Machines have raised the stakes once again. A superhuman poker-playing bot called Pluribus has beaten top human professionals at six-player no-limit Texas hold’em poker, the most popular variant of the game. It is the first time that an artificial-intelligence (AI) program has beaten elite human poker players at a game with more than two players1.
“While going from two to six players might seem incremental, it’s actually a big deal,” says Julian Togelius at New York University, who studies games and AI. “The multiplayer aspect is something that is not present at all in other games that are currently studied.”
The team behind Pluribus had already built an AI, called Libratus, that had beaten professionals at two-player poker. It built Pluribus by updating Libratus and created a bot that needs much less computing power to play matches. “A lot of AI researchers didn’t think it was possible to do this using the kinds of techniques we’re using,” says Noam Brown at Carnegie Mellon University in Pittsburgh, Philadelphia, and Facebook AI Research in New York, who developed Pluribus with his Carnegie colleague Tuomas Sandholm.
Other AIs that have mastered human games — such as Libratus and DeepMind’s Go- and StarCraft II-playing bots — have shown that they are unbeatable in two-player zero-sum matches. In these scenarios, there is always one winner and one loser and game theory offers a well-defined best strategy.
But game theory is less helpful for scenarios involving multiple parties with competing interests and no clear-cut win–lose conditions — those that reflect most real-life challenges. By solving multiplayer poker, Pluribus lays the foundation for future AIs to tackle more complex problems of this sort, says Brown. He thinks that their success is a step towards applications such as automated negotiations, better fraud detection and self-driving cars.
To take on six-player, no-limit Texas hold ‘em, Brown and Sandholm radically overhauled Libratus’s search algorithm. Most game-playing AIs search forwards through decision trees for the best move to make in a given situation. Libratus searched to the end of a game before choosing an action.
But the complexity introduced by extra players makes this tactic impractical. Poker requires reasoning with hidden information — players must work out a strategy by considering what cards their opponents might have and what opponents might guess about their hand based on previous betting. But more players makes choosing an action at any given moment more difficult, because it involves assessing a larger number of possibilities.
The key breakthrough was developing a method that allowed Pluribus to make good choices after looking ahead only a few moves rather than to the end of the game.
Pluribus teaches itself from scratch using a form of reinforcement learning similar to that used by DeepMind’s Go AI, AlphaZero. It starts off playing poker randomly and improves as it works out which actions win more money. After each hand, it looks back at how it played and checks whether it would have made more money with different actions, such as raising rather than sticking to a bet. If the alternatives lead to better outcomes, it will be more likely to choose theme in future.

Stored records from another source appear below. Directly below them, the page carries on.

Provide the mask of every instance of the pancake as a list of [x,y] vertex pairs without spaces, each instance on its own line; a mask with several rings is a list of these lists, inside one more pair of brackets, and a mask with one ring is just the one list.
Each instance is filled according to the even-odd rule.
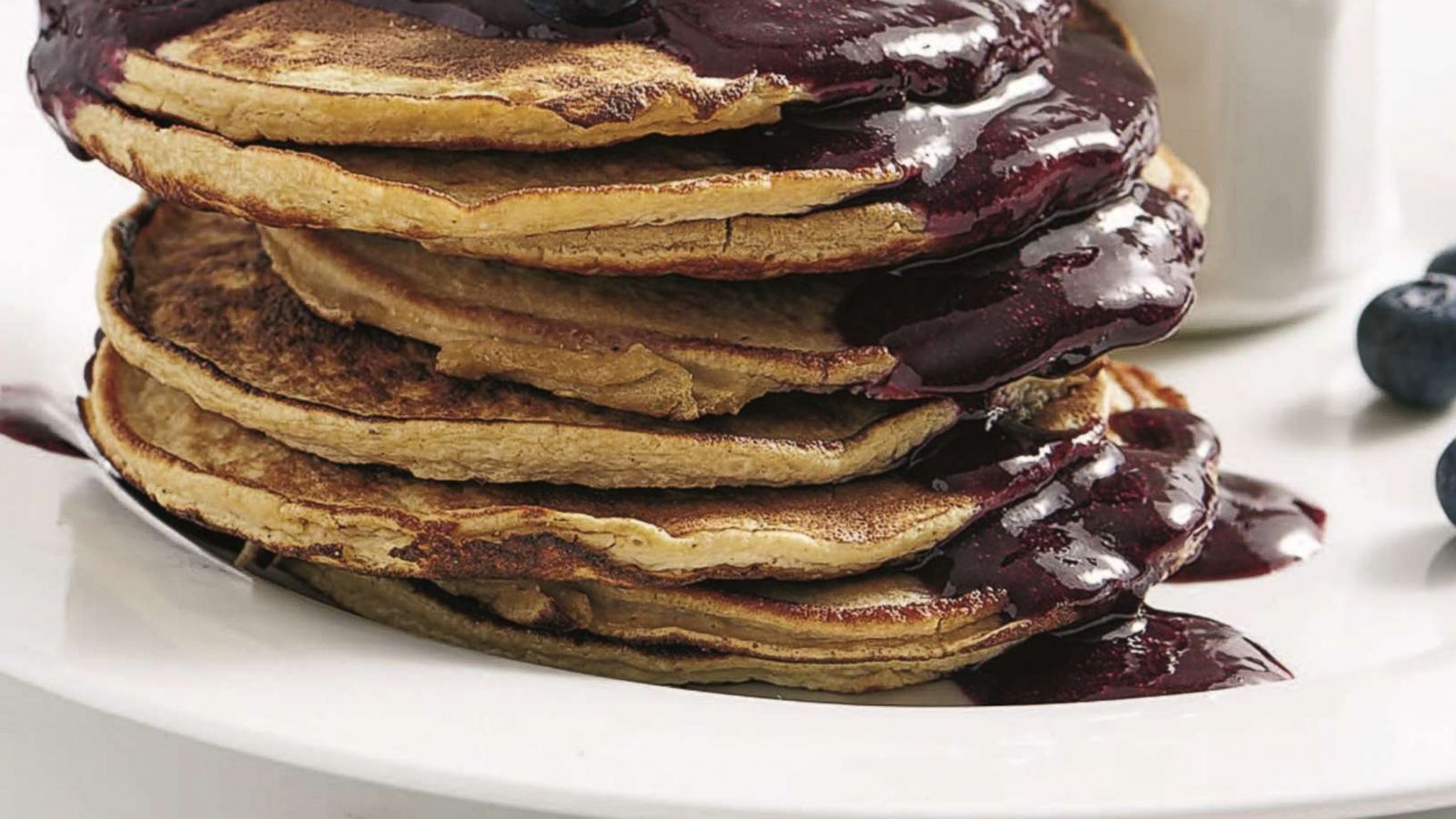
[[906,168],[770,171],[705,140],[553,154],[239,146],[105,102],[68,130],[162,198],[278,226],[412,239],[550,233],[744,213],[802,213],[898,182]]
[[[1146,68],[1131,32],[1099,4],[1079,3],[1070,28],[1115,42]],[[1203,181],[1166,146],[1143,169],[1143,178],[1187,204],[1200,223],[1207,222],[1208,194]],[[974,239],[984,242],[987,238]],[[895,197],[802,216],[738,216],[533,236],[444,238],[424,243],[444,255],[579,274],[677,274],[722,280],[843,273],[967,246],[957,236],[939,235],[923,208]]]
[[[1117,408],[1175,401],[1147,373],[1115,364],[1026,386],[1016,414],[1038,428],[1082,428]],[[923,552],[1018,488],[936,491],[906,471],[836,487],[711,491],[422,481],[323,461],[207,412],[105,341],[83,405],[100,452],[162,507],[371,574],[635,584],[843,577]],[[1008,481],[1054,469],[1059,452]]]
[[[782,663],[794,663],[801,670],[788,685],[884,686],[853,679],[866,665],[920,681],[1105,614],[1198,554],[1216,506],[1211,430],[1182,412],[1133,412],[1114,417],[1112,426],[1134,437],[1105,444],[1040,493],[973,523],[941,557],[909,570],[683,589],[431,584],[297,564],[290,570],[345,608],[437,638],[513,654],[515,641],[502,640],[498,621],[530,628],[540,646],[530,659],[565,667],[577,667],[575,648],[584,644],[587,657],[604,646],[638,660],[661,657],[662,650],[696,651],[680,654],[689,662],[665,675],[632,662],[622,663],[626,672],[606,672],[633,679],[721,682],[719,669],[734,657],[743,679],[780,683],[788,673]],[[546,635],[566,643],[552,646]],[[709,657],[716,663],[699,665]],[[853,676],[818,667],[828,663],[844,665]]]
[[[1000,48],[983,55],[986,68],[999,63],[1016,68],[1054,39],[1070,3],[1042,3],[1021,12],[1025,20],[999,19],[989,6],[962,4],[967,22],[961,28],[977,35],[976,26],[992,23]],[[510,0],[476,7],[479,12],[456,9],[451,15],[448,7],[419,4],[414,12],[454,20],[483,12],[524,13],[523,22],[533,22],[529,7]],[[823,23],[826,36],[858,39],[830,20],[815,19],[834,12],[827,6],[805,16],[811,25]],[[891,13],[906,16],[898,9]],[[858,16],[869,17],[869,9]],[[673,22],[693,28],[683,17]],[[789,16],[754,22],[760,26],[748,34],[759,38],[795,38],[794,28],[802,20]],[[846,22],[855,25],[853,19]],[[794,39],[788,54],[778,48],[757,66],[699,70],[671,55],[668,44],[633,41],[630,32],[619,35],[601,26],[579,32],[598,42],[476,38],[419,16],[339,0],[278,0],[245,7],[154,48],[128,50],[112,93],[137,109],[243,141],[581,149],[649,134],[683,136],[770,122],[788,102],[826,96],[827,89],[815,93],[808,77],[789,79],[773,70],[772,57],[826,60],[836,51],[858,48],[856,57],[868,64],[869,51],[878,47],[891,52],[895,38],[958,34],[954,26],[914,26],[909,19],[887,23],[901,25],[862,42],[826,41],[815,48]],[[974,51],[983,36],[964,36],[957,50]],[[696,45],[705,45],[702,36]],[[737,44],[737,51],[747,54],[751,47]],[[939,57],[948,61],[948,54]],[[981,74],[994,79],[993,70]]]
[[[339,608],[360,616],[529,663],[661,685],[763,681],[789,688],[859,694],[929,682],[961,665],[949,662],[791,663],[681,646],[632,646],[585,632],[552,632],[511,624],[469,597],[443,595],[430,584],[368,577],[303,561],[287,571]],[[990,659],[987,651],[984,659]]]
[[[1136,255],[1121,258],[1115,248],[1098,249],[1114,230],[1140,238],[1123,245]],[[744,283],[591,278],[440,256],[409,242],[363,233],[265,229],[262,235],[274,270],[314,312],[344,325],[365,324],[427,341],[440,348],[444,373],[515,380],[603,407],[678,420],[737,412],[775,392],[885,383],[906,360],[895,338],[926,328],[941,328],[935,329],[943,337],[941,347],[997,353],[986,363],[997,372],[983,373],[965,389],[946,382],[945,392],[983,392],[1022,376],[1056,375],[1061,353],[1099,356],[1156,341],[1171,329],[1169,319],[1181,318],[1192,300],[1192,267],[1178,259],[1201,246],[1201,232],[1188,213],[1152,192],[1114,198],[1005,249],[923,264],[903,277],[877,271]],[[1053,243],[1066,252],[1051,258],[1018,252]],[[1108,270],[1060,270],[1063,262],[1083,261],[1089,249],[1093,264]],[[1035,268],[1024,258],[1045,264]],[[1035,305],[990,297],[1031,297],[1032,286],[1010,281],[1018,277],[1093,281],[1118,291],[1124,303],[1117,315],[1098,319],[1101,332],[1059,350],[1063,340],[1051,335],[1082,332],[1088,319],[1077,305],[1083,300],[1066,302],[1056,293]],[[850,321],[862,312],[860,305],[888,316],[893,305],[916,302],[922,289],[930,290],[930,302],[942,312],[926,315],[914,307],[904,325],[885,332],[859,329],[881,318]],[[964,297],[962,290],[968,291]],[[949,326],[951,321],[971,321],[945,312],[957,309],[957,299],[967,316],[980,310],[973,322],[978,326]],[[1153,318],[1159,312],[1166,315]],[[1035,315],[1054,325],[1051,335],[1022,345],[1013,328],[987,332],[1003,313],[1018,324]]]
[[[1208,219],[1208,191],[1198,175],[1163,147],[1143,178]],[[804,216],[740,216],[642,227],[565,230],[494,239],[435,239],[441,255],[475,256],[582,275],[692,275],[757,280],[789,274],[844,273],[900,264],[936,252],[943,238],[904,203],[877,201]]]
[[118,353],[204,408],[294,449],[422,478],[830,484],[888,469],[961,414],[951,399],[798,393],[681,424],[453,379],[432,347],[310,313],[253,226],[175,204],[138,205],[112,227],[98,306]]
[[941,245],[964,248],[1125,187],[1158,144],[1155,98],[1121,42],[1077,32],[970,102],[555,154],[243,147],[102,102],[68,106],[67,131],[165,198],[275,226],[480,240],[801,214],[884,189]]
[[700,77],[641,42],[480,39],[341,0],[280,0],[128,51],[116,99],[237,141],[563,150],[732,130],[808,99]]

By playing trillions of hands of poker against itself, Pluribus created a basic strategy that it draws on in matches. At each decision point, it compares the state of the game with its blueprint and searches a few moves ahead to see how the action played out. It then decides whether it can improve on it.
Because it taught itself to play without human input, the AI settled on a few strategies that human players tend not to use, such as “donk betting” — starting a round by betting or raising, when you ended the last betting round with a call, which is to match another player’s bet.
Pluribus’s success is largely down to its efficiency. When playing, it runs on just two central processing units (CPUs). By contrast, AlphaGo, the original version of DeepMind’s AlphaZero, used 1,920 CPUs and 280 graphics processing units to run its search algorithm when it first beat the world’s top Go player in 2016. Libratus used 100 CPUs in its 2017 matches against top professionals. When playing against itself, Pluribus takes around 20 seconds to play a hand — which is roughly twice as fast as professional humans.
Games have proved to be a great way to measure progress in AI because bots can be scored against top humans — and objectively be hailed as superhuman if they triumph. But Brown thinks that AIs are outgrowing their playpen. “This was the last remaining challenge in poker,” he says.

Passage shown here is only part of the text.